Jesuit Novitiate
Novitiate of the Euro-Mediterranean Province of the Society of Jesus

The Good Samaritan

by Benedek Rácz

I hastily push the trolley with 100 waterproof sheets (2 packs of 50), 4 pillowcases (yes,
that’s all that arrived this time), a bag of toothpaste tubes and two more cartons of kitchen
supplies. I hurry down the corridor, since here, during the hospital experiment period, I keep
receiving different tasks, which-after the silence of the novitiate house-whisper pleasantly,
“you are useful!”
As I run, suddenly someone calls from one of the rooms:
– Benny!
– But I have important work to do! – I say to myself – I have work to do, I have the 100
waterproof sheets (those packs of 50), 4 pillowcases (the ones that arrived), the bag of
toothpaste tubes, and…
– Benny! – Same voice, concealing a 90-year life story: made of storms and sunshine.
– Benny!
– I don’t have time now! – I always say to myself, but I feel my heart sinking: Because who
has time but me? Me, who left “my home, my country, my brothers, my parents”?
Well, I stop the trolley, with the 100 waterproof sheets and all the other little things I carry
with me. I put on the brakes. I enter the room. I crouch down, start listening to that trembling
voice, which is hard to understand, but encapsulates 90 years of life: parents and village,
shelter and bombs, husband and job, desires and poverty, wounds and failures. Everything.
And the joy of finally having someone who listens.
(cf Lk 10,30-35; Lk 18,29)

Benedek Rácz

Summer SJ

by Giacomo Mottola

Here I am on the other side of the screen six year later. Yes, because I remember well that summer after the first year of seminary when I went through all the pages of the novice website to read about the novices’ experience. As I read about their summer activities I began to feel, ever more clearly, the desire to live this way. Although the accounts of summer experience were so accurate that I felt like I was living them as I read them, at the end of this summer I must admit that doing them is far more challenging that reading them from the comfort of the sofa.

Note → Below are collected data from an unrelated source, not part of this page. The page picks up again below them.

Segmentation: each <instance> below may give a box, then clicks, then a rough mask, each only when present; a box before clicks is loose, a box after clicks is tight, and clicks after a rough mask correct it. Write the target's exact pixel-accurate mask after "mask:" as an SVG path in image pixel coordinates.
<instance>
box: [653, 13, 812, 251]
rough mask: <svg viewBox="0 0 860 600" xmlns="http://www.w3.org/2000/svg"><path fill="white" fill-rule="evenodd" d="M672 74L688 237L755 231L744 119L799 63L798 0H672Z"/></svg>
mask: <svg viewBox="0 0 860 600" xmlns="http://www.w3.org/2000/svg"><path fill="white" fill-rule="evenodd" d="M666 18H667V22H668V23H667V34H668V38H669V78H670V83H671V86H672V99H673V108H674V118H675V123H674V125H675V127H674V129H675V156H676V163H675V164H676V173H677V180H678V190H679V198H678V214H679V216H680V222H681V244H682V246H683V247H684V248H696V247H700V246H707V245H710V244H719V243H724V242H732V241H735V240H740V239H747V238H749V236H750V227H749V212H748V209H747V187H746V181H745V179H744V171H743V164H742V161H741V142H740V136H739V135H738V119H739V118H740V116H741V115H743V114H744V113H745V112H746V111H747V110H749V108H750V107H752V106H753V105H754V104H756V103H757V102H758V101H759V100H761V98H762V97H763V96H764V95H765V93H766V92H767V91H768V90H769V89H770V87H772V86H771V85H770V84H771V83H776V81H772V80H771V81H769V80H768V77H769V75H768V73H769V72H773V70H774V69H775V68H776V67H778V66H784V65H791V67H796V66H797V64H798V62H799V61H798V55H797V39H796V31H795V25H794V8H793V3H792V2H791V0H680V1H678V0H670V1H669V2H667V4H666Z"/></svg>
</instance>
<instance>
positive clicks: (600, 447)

Of course I imagined that I would go from one experience to the next, always ready to commit myself to the end, in a perfect spirit of obedience to my superiors but I discovered that obedience is not only an outward appearance. It is not enough to do what they asked of you and do it to the best of your ability. When I found myself from time to time in new contests where I know no one, or almost no one, I realized that a part of me was starting to play defensively and a whole apparent set of good reasons was ready to argue that it was OK. After all I had obeyed but a part of me was not there missing the opportunity to learn, experiment and get involved.

Thanks to the advice of one Jesuit in charge of one of the activities I took part in, I learned a big lesson this year. Situations are objective but interpretations are relative. There are work situations that may be easier than others but it is up to us to choose whether to see that difficulty as a threat to be defended against or as a challenge to be faced. I have also noticed that I come into daily contact with situations that I may perceive as challenges or threats. By frequently examining my conscience to see where I have acted defensively and where I have put myself on the line, I am discovering new aspects every day to work on in order to learn to trust the good Lord more and more.